„Nichts. Was im Leben wichtig ist“ (Studio Lev – Kassel)
Auf der Suche nach der Bedeutung
Das Stück „Nichts. Was im Leben wichtig ist“, basierend auf den Roman der Autorin Janne Teller und in einer Fassung von Janis Knorr, feierte am vergangenen Donnerstag Premiere in Kassel. Die jungen Nachwuchsschauspieler*innen und das Produktionsteam wurden zu Recht mit großem Applaus gefeiert.
“Give me two good reasons why I oughta stay“, heißt es in dem satirischen Song “Sunny Afternoon” (The Kinks). Mit dem ironischen Lied über einen wohlhabenden Mann, dessen Lebensideal im Faulenzen während eines sonnigen Nachmittags zu bestehen scheint, wird ein sehenswerter Theaterabend in der Kasseler Eventlocation UK14 eröffnet, der dem Publikum mehr als nur zwei Gründe bietet, zu bleiben.
„Nichts bedeutet irgendetwas, deshalb lohnt es sich nicht, irgendetwas zu tun.“ Mit dieser provokanten, nihilistischen These durchbricht der Schüler Pierre-Anthon die vorgeblich entspannte Stimmung. Konsequenterweise bleibt er fortan dem Schulunterricht fern, blickt stattdessen aus einem alten Pflaumenbaum auf seine Altersgenossen hinab und stellt deren Haltungen und Werte infrage.
Mit dem Ziel, Pierre-Anthons Behauptung zu widerlegen, sammeln dessen Mitschüler*innen bei geheimen Zusammenkünften in einem stillgelegten Sägewerk Gegenstände, die ihrer Ansicht nach sehr wohl eine Bedeutung besitzen. Doch schon bald gehen ihre Vorstellungen über das Anhäufen materieller Objekte hinaus.
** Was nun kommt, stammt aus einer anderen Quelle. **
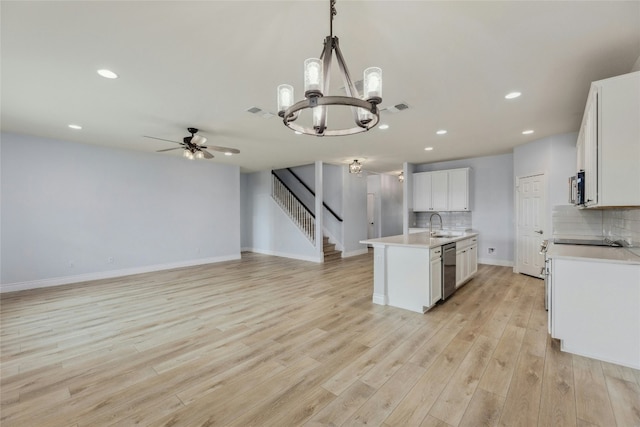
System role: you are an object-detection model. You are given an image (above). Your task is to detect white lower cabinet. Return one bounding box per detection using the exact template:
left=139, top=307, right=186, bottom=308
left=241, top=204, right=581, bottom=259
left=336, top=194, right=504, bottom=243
left=384, top=246, right=442, bottom=313
left=549, top=258, right=640, bottom=369
left=429, top=247, right=442, bottom=307
left=456, top=237, right=478, bottom=288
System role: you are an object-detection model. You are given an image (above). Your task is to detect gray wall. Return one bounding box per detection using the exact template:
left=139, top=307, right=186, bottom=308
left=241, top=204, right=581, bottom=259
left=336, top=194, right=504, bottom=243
left=414, top=154, right=515, bottom=266
left=0, top=134, right=240, bottom=291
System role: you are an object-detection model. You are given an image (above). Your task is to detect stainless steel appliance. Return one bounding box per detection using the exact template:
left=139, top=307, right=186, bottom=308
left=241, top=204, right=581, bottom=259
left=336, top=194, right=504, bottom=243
left=442, top=242, right=456, bottom=301
left=569, top=171, right=585, bottom=206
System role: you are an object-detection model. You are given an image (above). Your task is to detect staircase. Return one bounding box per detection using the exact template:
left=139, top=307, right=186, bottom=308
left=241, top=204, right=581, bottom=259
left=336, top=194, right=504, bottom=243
left=322, top=236, right=342, bottom=263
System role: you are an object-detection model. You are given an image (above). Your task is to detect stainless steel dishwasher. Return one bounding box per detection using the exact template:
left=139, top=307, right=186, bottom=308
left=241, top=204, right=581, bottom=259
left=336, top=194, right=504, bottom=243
left=442, top=242, right=456, bottom=301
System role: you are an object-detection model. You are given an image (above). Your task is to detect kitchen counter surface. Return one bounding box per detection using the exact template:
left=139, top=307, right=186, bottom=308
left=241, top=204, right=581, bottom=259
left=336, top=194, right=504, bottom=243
left=360, top=230, right=478, bottom=248
left=547, top=243, right=640, bottom=264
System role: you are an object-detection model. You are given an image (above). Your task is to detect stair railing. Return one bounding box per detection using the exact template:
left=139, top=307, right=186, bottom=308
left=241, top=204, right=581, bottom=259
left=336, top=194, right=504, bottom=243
left=271, top=171, right=316, bottom=245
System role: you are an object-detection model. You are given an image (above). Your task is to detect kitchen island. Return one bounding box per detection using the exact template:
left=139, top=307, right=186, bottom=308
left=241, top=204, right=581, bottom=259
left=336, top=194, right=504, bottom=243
left=547, top=244, right=640, bottom=369
left=360, top=231, right=478, bottom=313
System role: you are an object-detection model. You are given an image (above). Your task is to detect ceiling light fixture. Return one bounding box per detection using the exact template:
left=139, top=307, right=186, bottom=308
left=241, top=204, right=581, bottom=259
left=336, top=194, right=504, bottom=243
left=349, top=159, right=362, bottom=173
left=98, top=68, right=118, bottom=79
left=278, top=0, right=382, bottom=136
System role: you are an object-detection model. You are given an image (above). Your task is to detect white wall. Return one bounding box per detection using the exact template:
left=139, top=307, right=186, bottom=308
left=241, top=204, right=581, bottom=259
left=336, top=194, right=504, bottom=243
left=342, top=167, right=367, bottom=256
left=242, top=171, right=321, bottom=262
left=414, top=154, right=514, bottom=266
left=0, top=134, right=240, bottom=291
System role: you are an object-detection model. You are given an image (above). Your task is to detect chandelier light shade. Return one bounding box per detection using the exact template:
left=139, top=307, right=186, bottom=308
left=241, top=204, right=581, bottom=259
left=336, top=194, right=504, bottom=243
left=277, top=0, right=382, bottom=136
left=349, top=160, right=362, bottom=173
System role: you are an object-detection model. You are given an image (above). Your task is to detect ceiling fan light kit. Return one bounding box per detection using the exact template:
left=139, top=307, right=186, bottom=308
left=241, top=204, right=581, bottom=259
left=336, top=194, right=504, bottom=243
left=349, top=159, right=362, bottom=174
left=145, top=128, right=240, bottom=160
left=277, top=0, right=382, bottom=136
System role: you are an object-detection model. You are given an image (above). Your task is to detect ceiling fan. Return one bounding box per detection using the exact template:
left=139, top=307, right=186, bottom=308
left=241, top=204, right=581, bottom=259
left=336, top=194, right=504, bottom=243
left=144, top=128, right=240, bottom=160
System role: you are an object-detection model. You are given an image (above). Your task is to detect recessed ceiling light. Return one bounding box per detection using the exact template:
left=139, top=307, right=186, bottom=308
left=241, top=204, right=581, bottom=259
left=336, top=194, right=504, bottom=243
left=98, top=68, right=118, bottom=79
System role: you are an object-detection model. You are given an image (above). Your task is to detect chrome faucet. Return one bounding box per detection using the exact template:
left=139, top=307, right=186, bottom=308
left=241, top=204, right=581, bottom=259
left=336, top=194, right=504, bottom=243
left=429, top=212, right=442, bottom=236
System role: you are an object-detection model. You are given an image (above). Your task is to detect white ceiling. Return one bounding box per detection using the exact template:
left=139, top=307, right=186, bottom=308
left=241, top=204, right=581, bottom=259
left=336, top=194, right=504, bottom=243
left=0, top=0, right=640, bottom=172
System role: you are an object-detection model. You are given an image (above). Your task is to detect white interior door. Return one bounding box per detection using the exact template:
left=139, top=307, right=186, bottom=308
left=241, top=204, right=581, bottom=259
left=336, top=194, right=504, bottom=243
left=516, top=174, right=546, bottom=277
left=367, top=193, right=378, bottom=239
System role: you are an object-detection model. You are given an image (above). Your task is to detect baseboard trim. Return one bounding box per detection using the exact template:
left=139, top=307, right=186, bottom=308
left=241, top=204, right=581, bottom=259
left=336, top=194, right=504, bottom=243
left=373, top=293, right=389, bottom=305
left=0, top=254, right=240, bottom=293
left=243, top=248, right=323, bottom=263
left=478, top=258, right=513, bottom=267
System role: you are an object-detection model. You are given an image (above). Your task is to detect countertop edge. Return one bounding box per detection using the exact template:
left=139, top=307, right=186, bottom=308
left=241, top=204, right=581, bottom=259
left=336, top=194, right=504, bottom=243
left=360, top=231, right=480, bottom=249
left=547, top=244, right=640, bottom=265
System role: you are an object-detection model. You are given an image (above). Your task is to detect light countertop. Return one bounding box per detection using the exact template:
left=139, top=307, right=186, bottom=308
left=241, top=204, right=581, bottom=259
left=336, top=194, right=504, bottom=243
left=547, top=243, right=640, bottom=264
left=360, top=231, right=478, bottom=248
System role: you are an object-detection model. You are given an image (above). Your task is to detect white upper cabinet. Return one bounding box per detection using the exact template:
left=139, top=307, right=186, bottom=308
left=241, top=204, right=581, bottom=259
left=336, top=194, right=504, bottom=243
left=413, top=168, right=470, bottom=212
left=577, top=71, right=640, bottom=208
left=431, top=171, right=449, bottom=211
left=413, top=172, right=432, bottom=212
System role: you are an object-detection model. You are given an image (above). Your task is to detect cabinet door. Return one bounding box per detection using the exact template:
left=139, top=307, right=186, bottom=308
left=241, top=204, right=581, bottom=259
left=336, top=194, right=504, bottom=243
left=467, top=245, right=478, bottom=277
left=413, top=172, right=431, bottom=212
left=583, top=86, right=599, bottom=206
left=456, top=249, right=467, bottom=287
left=449, top=168, right=469, bottom=211
left=429, top=258, right=442, bottom=305
left=431, top=171, right=449, bottom=211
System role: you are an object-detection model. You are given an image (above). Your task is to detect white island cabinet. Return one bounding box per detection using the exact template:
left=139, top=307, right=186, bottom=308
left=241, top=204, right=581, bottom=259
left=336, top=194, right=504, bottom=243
left=547, top=245, right=640, bottom=369
left=360, top=232, right=477, bottom=313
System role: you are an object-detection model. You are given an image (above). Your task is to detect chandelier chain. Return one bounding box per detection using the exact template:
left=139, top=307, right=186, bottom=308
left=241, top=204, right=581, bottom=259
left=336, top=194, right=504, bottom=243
left=329, top=0, right=338, bottom=38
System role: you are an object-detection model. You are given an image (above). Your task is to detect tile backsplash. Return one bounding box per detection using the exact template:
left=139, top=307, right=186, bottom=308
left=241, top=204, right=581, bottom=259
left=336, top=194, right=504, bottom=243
left=551, top=206, right=640, bottom=246
left=414, top=212, right=472, bottom=229
left=602, top=208, right=640, bottom=246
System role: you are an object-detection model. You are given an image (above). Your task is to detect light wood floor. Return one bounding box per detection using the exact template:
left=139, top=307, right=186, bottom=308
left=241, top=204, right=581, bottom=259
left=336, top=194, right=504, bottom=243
left=0, top=253, right=640, bottom=427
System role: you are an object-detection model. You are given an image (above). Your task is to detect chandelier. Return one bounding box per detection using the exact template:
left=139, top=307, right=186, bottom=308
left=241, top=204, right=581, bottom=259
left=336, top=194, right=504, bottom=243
left=349, top=159, right=362, bottom=173
left=278, top=0, right=382, bottom=136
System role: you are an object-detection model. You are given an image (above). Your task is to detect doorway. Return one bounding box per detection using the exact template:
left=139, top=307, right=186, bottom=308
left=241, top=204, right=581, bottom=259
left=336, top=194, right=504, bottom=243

Die Jugendlichen fordern voneinander persönliche Opfer, wodurch eine Spirale aus psychischer, physischer und sexueller Gewalt ausgelöst wird.
Die Geschichte basiert auf einem dänischen, vielfach ausgezeichneten Jugendbuch der Autorin Janne Teller aus dem Jahr 2000, welches seit seiner Veröffentlichung kontrovers diskutiert wird und in Dänemark zeitweise an Schulen gar verboten war.
Unter der Regie von Janis Knorr, der in Kassel aufgrund seiner Inszenierungen am Staatstheater („Die Leiden des jungen Werther“, „Der NSU-Prozess. Die Protokolle“, „Kasimir und Karoline“ u.a.) bekannt ist, erarbeiteten sieben junge Erwachsene gemeinsam mit einer Band und zahlreichen kreativen Köpfen die aktuell zu erlebende Bühnenfassung, die den bedeutungsschweren Inhalt mit Humor zu durchbrechen versteht.
Für den Regisseur, der den Stoff bereits seit Längerem im Kopf hatte, bedeutet die Arbeit eine Rückkehr zu seinen Wurzeln, stand er doch als Jugendlicher vor mehr als 10 Jahren auf der Bühne des Studio Lev, womit der Grundstein seiner zukünftigen Theaterlaufbahn gelegt worden ist. Gemeinsam mit Krystian Köhn (musikalische Leitung) wählte er Pop- und Rocksongs aus, die einzelne Szenen und Charaktere assoziativ und emotional ergänzen. Diese reichen von den eingangs erwähnten Kinks über Björk bis hin zu den Talking Heads und Nirvana, wobei die von Marco Schlotzhauer fabelhaft gesungene Version des Bruce Springsteen-Songs „Dancing in the Dark“ sowie das mitreißende und mit Szenenapplaus bedachte „Bohemian like you“ (Dandy Warhols) zu den Höhepunkten zählen.
Die Choreografin Anna Winter entwickelte ästhetisch ansprechende Bewegungsabläufe für die Schauspieler*innen. Deren in ihrer Einfachheit wirkungs- und geschmackvollen Kostüme, die zwischen Uniformität und Individualität changieren, wurden von Ariella Karatolou entworfen.
Nach einem Casting im März dieses Jahres wurden sieben junge Menschen im Alter von 15 bis 27 Jahren ausgewählt, um die Figuren auf der Bühne zu verkörpern. Christine Starke, Emilia Sopicki, Leo Löber, Marco Schlotzhauer, Martha Rüdiger, Paula Schulze und Hasan Valeriev versprühten bei der Premiere am vergangenen Donnerstag Enthusiasmus und Leidenschaft, die sich auf das begeisterte Publikum übertrugen.
So wurde der sowohl zum Nachdenken anregende als auch unterhaltsame Theaterabend, in dem für junge Menschen (aber nicht ausschließlich für diese!) essenzielle Themen und Fragen beleuchtet werden, zu Recht mit großem Applaus bedacht.